1. Patients with variant angina pectoris with poor drug efficacy.
2. Grade III-IV angina with poor drug efficacy.
3. Myocardial ischemia or postoperative restenosis after PTCA failure.
4. Post-infarction angina pectoris.
5. Acute infarction within 6 hours.
6. Acute infarction cardiogenic shock.
7.Post-infarction, mechanical complications (perforation, incomplete valve closure)
8.Patients who are not suitable for interventional treatment or restenosis or even stent occlusion after interventional treatment
Coronary artery bypass grafting and stent implantation are two different surgical methods which have better results, which is always a concern of the majority of patients.
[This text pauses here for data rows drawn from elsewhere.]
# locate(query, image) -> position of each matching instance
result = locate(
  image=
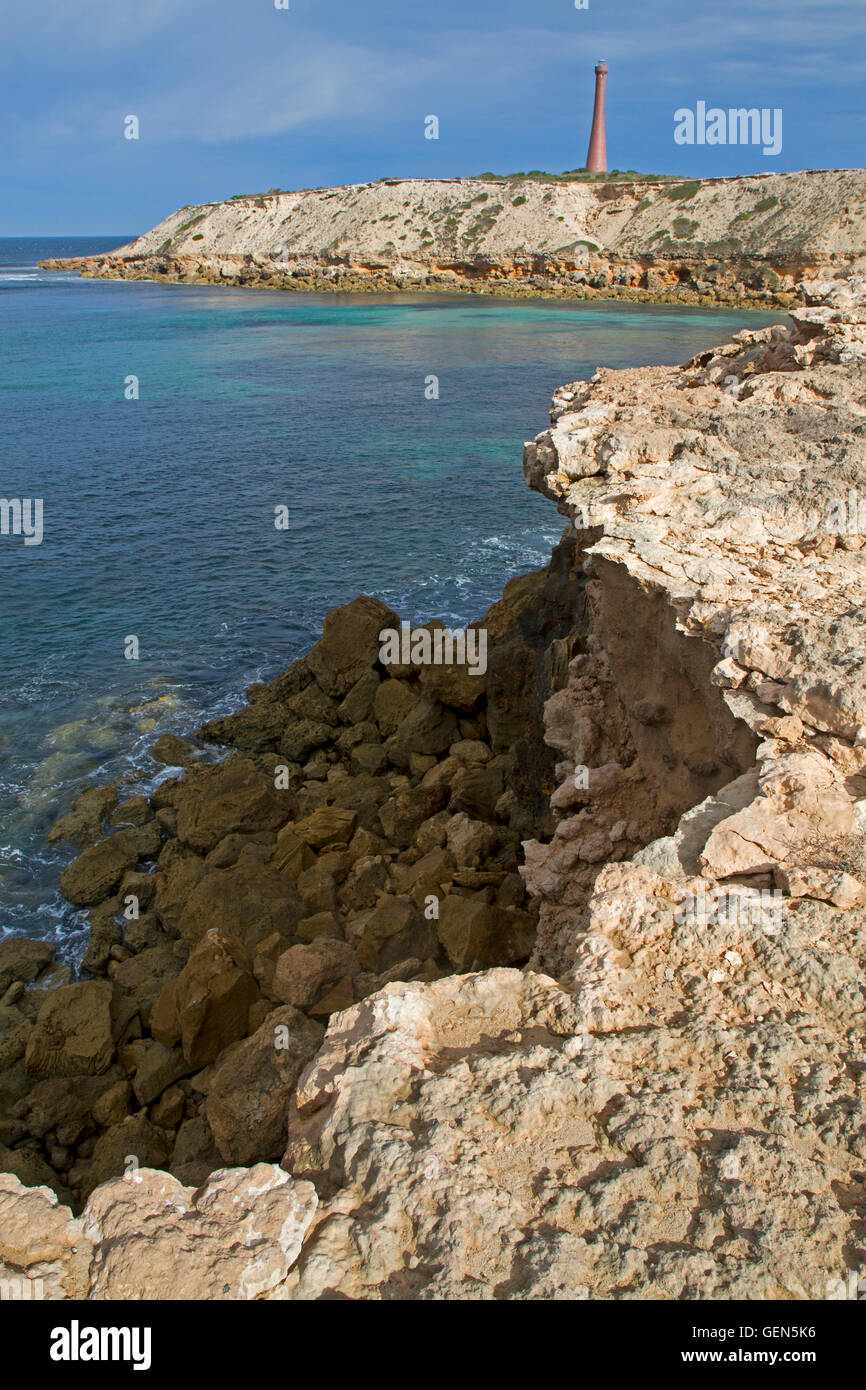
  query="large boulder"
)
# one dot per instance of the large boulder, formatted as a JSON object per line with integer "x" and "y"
{"x": 84, "y": 823}
{"x": 207, "y": 1007}
{"x": 213, "y": 802}
{"x": 64, "y": 1105}
{"x": 305, "y": 973}
{"x": 125, "y": 1148}
{"x": 174, "y": 884}
{"x": 142, "y": 977}
{"x": 391, "y": 931}
{"x": 325, "y": 826}
{"x": 478, "y": 936}
{"x": 427, "y": 729}
{"x": 349, "y": 645}
{"x": 453, "y": 683}
{"x": 235, "y": 1239}
{"x": 22, "y": 959}
{"x": 252, "y": 1083}
{"x": 248, "y": 901}
{"x": 96, "y": 872}
{"x": 392, "y": 702}
{"x": 74, "y": 1032}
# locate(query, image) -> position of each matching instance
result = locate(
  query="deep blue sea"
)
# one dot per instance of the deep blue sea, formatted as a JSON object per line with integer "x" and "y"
{"x": 159, "y": 512}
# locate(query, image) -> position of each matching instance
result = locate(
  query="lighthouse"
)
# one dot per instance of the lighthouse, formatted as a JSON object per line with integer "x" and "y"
{"x": 597, "y": 154}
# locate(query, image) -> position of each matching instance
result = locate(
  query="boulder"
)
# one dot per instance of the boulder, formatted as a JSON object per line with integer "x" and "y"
{"x": 426, "y": 729}
{"x": 234, "y": 1239}
{"x": 392, "y": 704}
{"x": 357, "y": 704}
{"x": 249, "y": 902}
{"x": 391, "y": 931}
{"x": 66, "y": 1105}
{"x": 207, "y": 1007}
{"x": 22, "y": 959}
{"x": 173, "y": 751}
{"x": 317, "y": 890}
{"x": 74, "y": 1032}
{"x": 14, "y": 1033}
{"x": 478, "y": 936}
{"x": 469, "y": 841}
{"x": 313, "y": 704}
{"x": 476, "y": 791}
{"x": 305, "y": 973}
{"x": 125, "y": 1148}
{"x": 156, "y": 1068}
{"x": 211, "y": 802}
{"x": 142, "y": 976}
{"x": 84, "y": 823}
{"x": 325, "y": 826}
{"x": 252, "y": 1083}
{"x": 291, "y": 854}
{"x": 174, "y": 884}
{"x": 459, "y": 685}
{"x": 195, "y": 1157}
{"x": 349, "y": 645}
{"x": 96, "y": 872}
{"x": 255, "y": 729}
{"x": 403, "y": 815}
{"x": 299, "y": 737}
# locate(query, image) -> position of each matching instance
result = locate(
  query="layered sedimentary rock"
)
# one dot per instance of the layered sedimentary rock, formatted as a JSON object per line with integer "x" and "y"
{"x": 727, "y": 241}
{"x": 667, "y": 1101}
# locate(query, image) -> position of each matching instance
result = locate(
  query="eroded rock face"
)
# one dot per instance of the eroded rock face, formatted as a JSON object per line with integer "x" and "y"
{"x": 150, "y": 1237}
{"x": 667, "y": 1104}
{"x": 730, "y": 239}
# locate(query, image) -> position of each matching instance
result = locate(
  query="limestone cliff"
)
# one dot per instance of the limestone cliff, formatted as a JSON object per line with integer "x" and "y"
{"x": 669, "y": 1101}
{"x": 734, "y": 239}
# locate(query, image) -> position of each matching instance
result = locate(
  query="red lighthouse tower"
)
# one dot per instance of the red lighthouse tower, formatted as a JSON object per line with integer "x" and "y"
{"x": 597, "y": 156}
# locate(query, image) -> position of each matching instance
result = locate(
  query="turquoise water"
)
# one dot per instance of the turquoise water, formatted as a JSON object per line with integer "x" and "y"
{"x": 159, "y": 512}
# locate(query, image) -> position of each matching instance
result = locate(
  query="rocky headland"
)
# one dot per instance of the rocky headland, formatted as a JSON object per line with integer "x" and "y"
{"x": 729, "y": 241}
{"x": 538, "y": 984}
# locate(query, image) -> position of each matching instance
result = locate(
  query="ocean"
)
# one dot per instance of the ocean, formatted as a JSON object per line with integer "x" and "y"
{"x": 167, "y": 427}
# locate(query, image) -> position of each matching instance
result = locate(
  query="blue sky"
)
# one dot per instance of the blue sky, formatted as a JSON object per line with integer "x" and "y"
{"x": 237, "y": 96}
Current clinical trial data show that bypass surgery provides more complete revascularization, but there is no difference in the composite endpoint (death, stroke, and myocardial infarction) between the two at one year postoperatively, except for a higher incidence of cardiac events in the stenting group. For patients with coronary artery disease, whether they are treated with coronary artery bypass grafting or stent implantation, the treatment should be decided according to the patient’s own condition, especially the characteristics of coronary artery lesions. In addition, the clinical experience of the operator is important and sometimes determines the success or failure of the procedure. Stent interventions are mostly performed in internal medicine by physicians as operators, preferably with strong cardiac surgery to provide safety, because in case of accidents such as bleeding during the intervention, surgeons can quickly open the chest to save the patient’s life. Coronary artery lesion characteristics are a prerequisite for the decision of bypass or stenting, while the functional status of each organ of the patient (liver and kidney function, whistling function, cardiac function, etc.) is also necessary for the selection of the procedure.
First of all, both coronary artery bypass grafting and PCI can completely reconstruct blood flow. If there is no contraindication to the procedure, bypass surgery should be preferred for treatment because of the good long-term effect of the procedure and the absence of complications such as restenosis after stenting. However, PCI should be considered for treatment if the lesion is mild or if the liver or kidney function is poor due to less trauma and less pain. Patients with combined apical ventricular wall tumor can only choose surgical bypass plus ventricular wall tumor resection.
Secondly, patients with complex coronary lesions who cannot achieve complete hemodynamic reconstruction by stenting should undergo bypass surgery if there are no surgical contraindications. However, if the patient has poor whistle function and cannot tolerate surgery, stenting can also be considered to selectively perform partial hemodialysis to improve clinical symptoms and quality of life.
Third, if the patient’s liver or kidney function cannot tolerate bypass surgery, or cannot tolerate the damage of contrast agents during stent implantation, only non-surgical – pharmacological conservative treatment is also an option.
In conclusion, the correct surgical procedure is determined by the physician based on a comprehensive assessment of the patient’s coronary lesions, age, medical history, physical signs and the functional status of each organ. Patients should trust and respect the doctor’s recommendation as to which surgical procedure to choose, and only by cooperating with the treatment according to the doctor’s recommendation can they achieve the desired results.